Под стук колес пытаюсь бороться со сном. Он побеждает, и время от времени голова падает, как цветок клевера, скошенный пьяным косарем. Слева баюкающе лопочут китайцы, справа русская парочка бурно обсуждает своих знакомых.

Электричка не торопится, часто тормозит и ждет пока загорится зеленый.

Напротив сидит женщина с дремлющим ребенком и читает, качающиеся тела закрывают ее от меня, я могу видеть только половину ее лица, волосы, небрежно заколотые над ухом, руку с книгой. Если бы она была привлекательна то можно было бы представить себе знакомство, как я встаю, пробираюсь к выходу, задеваю ее, извиняюсь, прикоснувшись к рукаву, она поднимает голову и улыбается мне, просыпается и начинает хныкать ребенок, она закрывает книгу и замечает что ей пора выходить, я помогаю ей, выйдя на улицу закуриваю, она спрашивает у меня сигарету и мы начинаем болтать, и оказывается что она живет одна, работает в адвокатском офисе секретарем, что ее начальник старый козел и пристает, мы договариваемся встретиться на обед и расходимся в разные стороны, ежась под моросящим дождем. Но она некрасива, ее усталое лицо землистого цвета покрыто мелкими бугорками, ребенок с висящей из носа соплей ворочается во сне и мешает ей читать, она хмурится и не глядя похлопывает его по спине.
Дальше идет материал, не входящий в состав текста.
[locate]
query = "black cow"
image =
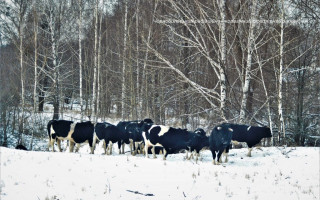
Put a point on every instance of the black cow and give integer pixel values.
(219, 140)
(199, 141)
(74, 132)
(133, 130)
(21, 147)
(171, 139)
(110, 133)
(58, 130)
(252, 135)
(83, 132)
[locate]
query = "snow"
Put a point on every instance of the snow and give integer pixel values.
(272, 173)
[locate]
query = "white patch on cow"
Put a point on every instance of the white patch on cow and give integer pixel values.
(163, 130)
(69, 137)
(249, 152)
(149, 144)
(51, 141)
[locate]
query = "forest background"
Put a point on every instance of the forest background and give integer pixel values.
(188, 64)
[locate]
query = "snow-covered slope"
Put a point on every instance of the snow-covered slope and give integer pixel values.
(272, 173)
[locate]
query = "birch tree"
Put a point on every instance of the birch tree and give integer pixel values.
(80, 5)
(123, 84)
(281, 123)
(247, 78)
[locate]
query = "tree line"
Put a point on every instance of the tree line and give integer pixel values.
(242, 61)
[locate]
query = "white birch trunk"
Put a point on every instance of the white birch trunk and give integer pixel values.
(223, 52)
(80, 58)
(247, 80)
(138, 108)
(21, 76)
(280, 95)
(55, 66)
(93, 103)
(35, 77)
(123, 90)
(99, 69)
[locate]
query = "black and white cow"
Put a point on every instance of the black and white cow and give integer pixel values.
(199, 141)
(219, 140)
(252, 135)
(76, 133)
(21, 147)
(110, 133)
(171, 139)
(134, 131)
(58, 130)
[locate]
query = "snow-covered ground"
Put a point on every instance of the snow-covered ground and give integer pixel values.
(273, 173)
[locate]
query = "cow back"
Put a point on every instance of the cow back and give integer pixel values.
(83, 131)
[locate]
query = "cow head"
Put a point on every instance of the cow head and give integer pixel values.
(224, 134)
(267, 132)
(200, 131)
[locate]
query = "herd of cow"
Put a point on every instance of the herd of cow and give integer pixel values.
(141, 135)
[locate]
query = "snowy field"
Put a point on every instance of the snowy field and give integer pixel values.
(272, 173)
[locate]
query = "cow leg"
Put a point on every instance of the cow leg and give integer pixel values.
(197, 155)
(110, 147)
(165, 153)
(214, 156)
(51, 143)
(131, 146)
(136, 148)
(123, 148)
(219, 156)
(225, 154)
(153, 152)
(119, 146)
(249, 151)
(94, 142)
(91, 147)
(146, 150)
(71, 146)
(192, 155)
(59, 145)
(77, 148)
(105, 147)
(142, 148)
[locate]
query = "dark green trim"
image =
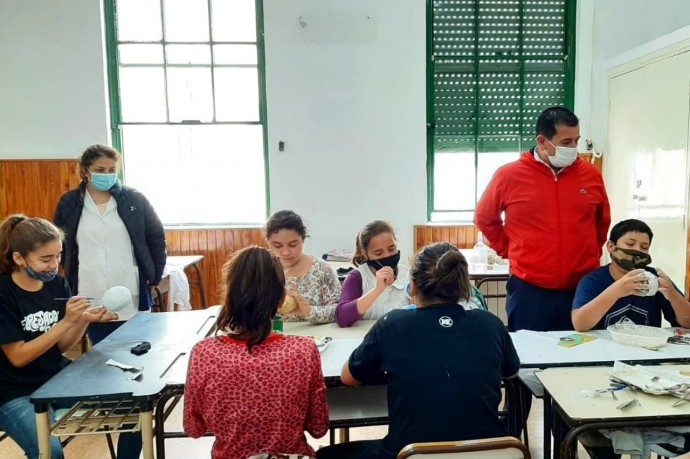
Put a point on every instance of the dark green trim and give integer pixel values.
(110, 11)
(477, 113)
(430, 111)
(570, 45)
(263, 112)
(213, 60)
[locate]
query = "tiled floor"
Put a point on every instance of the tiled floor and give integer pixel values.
(95, 447)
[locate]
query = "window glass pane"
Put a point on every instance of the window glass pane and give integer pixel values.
(188, 54)
(452, 216)
(198, 174)
(454, 177)
(186, 20)
(189, 94)
(234, 20)
(139, 20)
(235, 54)
(141, 54)
(237, 94)
(142, 94)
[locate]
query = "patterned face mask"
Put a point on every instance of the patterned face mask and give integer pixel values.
(630, 259)
(391, 262)
(43, 276)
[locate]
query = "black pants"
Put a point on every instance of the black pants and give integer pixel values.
(364, 449)
(531, 307)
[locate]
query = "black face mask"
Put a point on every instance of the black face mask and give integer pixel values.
(630, 259)
(391, 262)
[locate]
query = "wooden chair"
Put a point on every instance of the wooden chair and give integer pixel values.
(489, 448)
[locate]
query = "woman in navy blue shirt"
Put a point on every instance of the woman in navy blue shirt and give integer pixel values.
(443, 365)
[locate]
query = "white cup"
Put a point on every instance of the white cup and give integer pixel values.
(653, 283)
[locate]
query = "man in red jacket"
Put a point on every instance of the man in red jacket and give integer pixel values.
(556, 222)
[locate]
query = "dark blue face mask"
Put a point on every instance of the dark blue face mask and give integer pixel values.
(391, 262)
(43, 276)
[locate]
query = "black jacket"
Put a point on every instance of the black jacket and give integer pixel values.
(144, 228)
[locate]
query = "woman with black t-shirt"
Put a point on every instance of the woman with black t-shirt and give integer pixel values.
(443, 364)
(37, 323)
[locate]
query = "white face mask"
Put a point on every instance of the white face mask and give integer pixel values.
(564, 156)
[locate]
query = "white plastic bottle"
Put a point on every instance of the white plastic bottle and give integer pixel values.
(480, 252)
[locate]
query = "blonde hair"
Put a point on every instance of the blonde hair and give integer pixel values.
(19, 233)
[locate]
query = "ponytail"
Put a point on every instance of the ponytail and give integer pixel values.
(360, 257)
(7, 263)
(21, 234)
(365, 235)
(440, 273)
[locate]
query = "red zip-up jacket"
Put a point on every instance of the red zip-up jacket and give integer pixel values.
(555, 224)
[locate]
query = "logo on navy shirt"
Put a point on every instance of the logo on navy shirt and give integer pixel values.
(40, 321)
(445, 321)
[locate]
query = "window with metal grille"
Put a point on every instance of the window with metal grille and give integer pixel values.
(186, 82)
(492, 67)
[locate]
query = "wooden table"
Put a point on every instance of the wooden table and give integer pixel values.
(563, 387)
(184, 262)
(89, 379)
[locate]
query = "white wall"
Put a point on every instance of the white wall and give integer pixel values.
(346, 93)
(52, 79)
(615, 28)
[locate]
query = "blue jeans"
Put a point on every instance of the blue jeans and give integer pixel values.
(18, 420)
(128, 444)
(531, 307)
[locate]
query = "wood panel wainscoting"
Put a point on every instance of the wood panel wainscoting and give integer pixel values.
(461, 236)
(216, 245)
(33, 187)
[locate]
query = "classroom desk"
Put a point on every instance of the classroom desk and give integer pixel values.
(563, 386)
(483, 273)
(184, 262)
(344, 265)
(347, 406)
(172, 335)
(345, 340)
(541, 350)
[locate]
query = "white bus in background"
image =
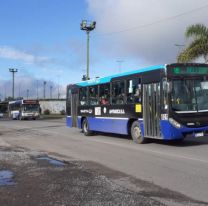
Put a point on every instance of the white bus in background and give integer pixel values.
(24, 109)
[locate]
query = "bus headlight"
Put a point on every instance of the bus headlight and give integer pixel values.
(175, 123)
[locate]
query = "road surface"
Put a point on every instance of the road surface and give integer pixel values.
(174, 174)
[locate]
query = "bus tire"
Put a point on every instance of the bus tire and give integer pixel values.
(85, 128)
(136, 133)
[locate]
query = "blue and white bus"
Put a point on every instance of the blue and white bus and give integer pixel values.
(24, 109)
(167, 102)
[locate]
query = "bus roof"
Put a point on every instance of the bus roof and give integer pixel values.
(107, 79)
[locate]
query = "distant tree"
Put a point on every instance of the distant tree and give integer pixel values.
(198, 47)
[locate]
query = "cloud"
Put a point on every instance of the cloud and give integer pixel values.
(34, 86)
(15, 54)
(144, 29)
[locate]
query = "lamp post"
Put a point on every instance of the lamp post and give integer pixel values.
(37, 89)
(44, 84)
(51, 87)
(13, 71)
(28, 93)
(119, 65)
(179, 46)
(88, 27)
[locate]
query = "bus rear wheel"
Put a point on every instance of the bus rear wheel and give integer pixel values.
(136, 133)
(85, 128)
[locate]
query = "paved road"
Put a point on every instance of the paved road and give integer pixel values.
(157, 165)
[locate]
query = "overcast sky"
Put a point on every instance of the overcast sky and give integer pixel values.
(44, 41)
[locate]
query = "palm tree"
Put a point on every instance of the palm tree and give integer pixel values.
(198, 33)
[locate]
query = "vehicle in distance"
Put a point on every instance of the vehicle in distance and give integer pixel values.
(24, 109)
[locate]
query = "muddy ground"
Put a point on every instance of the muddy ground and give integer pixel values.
(37, 181)
(42, 180)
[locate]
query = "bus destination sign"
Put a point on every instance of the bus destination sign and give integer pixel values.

Китайцы выходят и рядом со мной садится блондинистая красотка, ерзает, стараясь завоевать побольше места, достает откуда-то из безформенного рюкзака бутылку с водой, жадно делает несколько глотков, как будто ей действительно хочется пить — в такой-то холод, вслед за водой достает бумаги и погружается в их изучение, время от времени попивая из бутылки. Она занята карьерой, тщательно откладывает новогодние бонусы, покупает надежные стоки и через года четыре сможет приобрести квартирку где-нибудь на 32-й, маленькую, но почти в центре, будет бегать трусцой в будни и посещать окружающие магазины по выходным. Через десять лет сослуживец ее школьной подруги подарит ей кольцо с брильянтом, и еще через три года они поженятся, купят дом в пригороде и она сможет сидеть дома, растить детей и ходить в гости к подружкам. Ее локоть двигается в неприятной близости от моего живота, я закрываю глаза, стучат колеса, шумит дождь, скоро моя остановка и новый день можно считать начавшимся.

Работа состоит из сложившейся и накрепко, как кирпичи цементом, закрепленной последовательности событий.
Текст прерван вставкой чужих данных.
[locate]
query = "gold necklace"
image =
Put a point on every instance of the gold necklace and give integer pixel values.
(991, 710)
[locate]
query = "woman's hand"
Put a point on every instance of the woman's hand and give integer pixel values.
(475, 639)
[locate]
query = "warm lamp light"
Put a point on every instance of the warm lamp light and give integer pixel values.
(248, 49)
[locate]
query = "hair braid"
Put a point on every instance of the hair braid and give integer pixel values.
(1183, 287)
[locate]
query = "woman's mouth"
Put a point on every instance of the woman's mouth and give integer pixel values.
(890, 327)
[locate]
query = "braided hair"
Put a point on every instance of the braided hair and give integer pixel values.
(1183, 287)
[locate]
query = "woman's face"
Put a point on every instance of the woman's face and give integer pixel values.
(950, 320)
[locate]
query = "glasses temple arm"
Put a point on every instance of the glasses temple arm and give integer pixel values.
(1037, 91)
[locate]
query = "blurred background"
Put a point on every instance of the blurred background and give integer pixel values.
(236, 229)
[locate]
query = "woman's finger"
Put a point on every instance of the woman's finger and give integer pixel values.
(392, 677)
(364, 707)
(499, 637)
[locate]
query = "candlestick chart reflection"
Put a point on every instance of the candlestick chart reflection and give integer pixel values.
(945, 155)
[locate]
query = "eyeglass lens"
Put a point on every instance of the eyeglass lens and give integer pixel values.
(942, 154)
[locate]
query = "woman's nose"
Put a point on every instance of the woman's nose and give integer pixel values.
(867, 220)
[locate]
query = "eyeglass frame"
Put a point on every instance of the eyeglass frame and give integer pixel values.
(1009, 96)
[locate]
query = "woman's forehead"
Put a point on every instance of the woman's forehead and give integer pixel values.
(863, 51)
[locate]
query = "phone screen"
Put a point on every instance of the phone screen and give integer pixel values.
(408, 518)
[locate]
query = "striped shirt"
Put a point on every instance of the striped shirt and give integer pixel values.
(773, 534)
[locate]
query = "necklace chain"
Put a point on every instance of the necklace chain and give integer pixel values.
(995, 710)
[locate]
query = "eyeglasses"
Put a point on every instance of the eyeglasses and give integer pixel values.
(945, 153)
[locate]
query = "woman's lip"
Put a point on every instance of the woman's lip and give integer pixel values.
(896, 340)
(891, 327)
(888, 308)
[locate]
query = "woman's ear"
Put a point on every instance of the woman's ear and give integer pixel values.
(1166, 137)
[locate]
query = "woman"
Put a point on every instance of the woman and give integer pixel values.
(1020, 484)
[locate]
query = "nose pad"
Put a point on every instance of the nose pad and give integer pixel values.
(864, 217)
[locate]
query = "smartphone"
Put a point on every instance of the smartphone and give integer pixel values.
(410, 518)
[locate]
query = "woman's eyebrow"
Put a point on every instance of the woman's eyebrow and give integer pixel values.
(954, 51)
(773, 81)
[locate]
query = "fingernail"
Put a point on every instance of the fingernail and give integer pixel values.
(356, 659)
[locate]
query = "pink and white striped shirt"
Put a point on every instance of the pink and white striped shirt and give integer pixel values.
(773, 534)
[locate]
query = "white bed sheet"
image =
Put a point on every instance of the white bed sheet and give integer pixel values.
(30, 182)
Войти в здание, стряхнуть зонтик.

Поздороваться с дежурным охранником, предъявить пропуск, подняться на лифте.

Пройти по коридору, снять плащ (пальто, куртку, пиджак) поздороваться с начальником, поздороваться с соседями, пойти за кофе.
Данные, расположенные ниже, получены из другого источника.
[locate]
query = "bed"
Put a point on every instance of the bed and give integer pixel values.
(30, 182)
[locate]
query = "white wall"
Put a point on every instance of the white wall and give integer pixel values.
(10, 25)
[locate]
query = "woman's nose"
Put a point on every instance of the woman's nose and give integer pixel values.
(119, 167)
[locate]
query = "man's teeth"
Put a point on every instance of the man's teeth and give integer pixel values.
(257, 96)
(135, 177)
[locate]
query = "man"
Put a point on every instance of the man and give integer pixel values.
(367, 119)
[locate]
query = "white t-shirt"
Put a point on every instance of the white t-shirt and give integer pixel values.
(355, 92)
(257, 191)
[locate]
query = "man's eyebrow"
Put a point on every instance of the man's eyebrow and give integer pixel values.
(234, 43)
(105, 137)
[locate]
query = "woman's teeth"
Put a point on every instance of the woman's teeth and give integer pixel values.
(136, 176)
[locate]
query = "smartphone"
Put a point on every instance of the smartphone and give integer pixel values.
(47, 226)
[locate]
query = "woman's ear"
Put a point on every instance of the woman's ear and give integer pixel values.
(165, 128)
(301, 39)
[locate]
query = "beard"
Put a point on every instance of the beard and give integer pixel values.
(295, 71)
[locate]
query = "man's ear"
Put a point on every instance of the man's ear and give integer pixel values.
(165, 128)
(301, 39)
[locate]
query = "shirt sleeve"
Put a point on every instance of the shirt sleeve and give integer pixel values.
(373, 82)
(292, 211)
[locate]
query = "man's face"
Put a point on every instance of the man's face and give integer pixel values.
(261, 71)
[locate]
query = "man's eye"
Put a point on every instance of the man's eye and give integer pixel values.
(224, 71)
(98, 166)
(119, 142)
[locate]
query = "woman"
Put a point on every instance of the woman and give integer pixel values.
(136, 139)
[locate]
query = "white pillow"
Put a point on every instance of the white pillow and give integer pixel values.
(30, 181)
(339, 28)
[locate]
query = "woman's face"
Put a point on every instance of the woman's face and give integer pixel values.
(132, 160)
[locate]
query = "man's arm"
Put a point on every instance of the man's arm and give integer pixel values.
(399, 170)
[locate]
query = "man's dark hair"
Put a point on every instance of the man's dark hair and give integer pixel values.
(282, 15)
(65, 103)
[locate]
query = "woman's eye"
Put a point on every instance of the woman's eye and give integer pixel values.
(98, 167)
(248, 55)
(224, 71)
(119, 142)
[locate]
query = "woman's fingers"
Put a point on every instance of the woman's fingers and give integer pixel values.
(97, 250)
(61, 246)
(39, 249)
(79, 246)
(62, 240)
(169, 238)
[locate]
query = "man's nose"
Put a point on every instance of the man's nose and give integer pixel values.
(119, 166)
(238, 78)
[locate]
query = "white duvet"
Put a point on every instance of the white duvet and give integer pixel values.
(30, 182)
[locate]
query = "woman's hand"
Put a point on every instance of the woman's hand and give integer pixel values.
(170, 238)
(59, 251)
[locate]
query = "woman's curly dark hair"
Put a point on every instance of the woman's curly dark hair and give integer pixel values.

Налить кофе, встретить сослуживцев, перекинуться парой ничего не значащих фраз, насыпать в кофе сахар.

Вернуться на место, размешать сахар, сделать глоток, залезть в интернет, почитать анекдоты и новости, ответить на письма полученные за ночь, допить кофе, пойти на обед.

День идет за днем, как связанные бесконечной веревочкой серые ослики, бредущие по пустыне. Только в этой пустыне все время идет дождь и холодно, ослики бредут поеживаясь и не глядя по сторонам. Их темные от моросящей воды бока размеренно двигаются — ослики дышут, помахивают хвостами, не из дружелюбия, а чтоб отогнать мух, прядут ушами, внимательно глядя в землю и стараясь ступать в след впереди идущего. Никто из них никогда не задумывается — что там впереди, никто не думает о том ослике, который идет самым первым, и не скорее всего им неизвестно что первый ослик привязан к хвосту последнего, а может они это знают и потому каждый из них может считать себя первым, или последним, кому как нравится.

В соседний кубик пришла Ребекка, она плачет и ей дают валерьянку в прозрачных капсулах. Она часто плачет, ее муж наркоман, но она не хочет его бросать, любит, а он обещает исправиться, долго обещает, уже четвертый год, а она все еще верит, не разводится, приходит на работу с красными опухшими глазами, все делают вид что не видят, что с ней, только моя соседка поит ее валерьянкой, и уговаривает о чем-то — тихо, почти шепотом. Ребекка кивает, мне видна ее темная макушка, она громко сморкается, затем, вероятно вспомнив о моем существовании поворачивается и говорит «хай», пытаясь улыбнуться, я делаю вид что занят работой и отвечаю ей не поднимая головы. Питер из соседнего кубика громко комментирует «Опять кто-то наступил на утку», все смеются и Ребекка трясет темными волосами.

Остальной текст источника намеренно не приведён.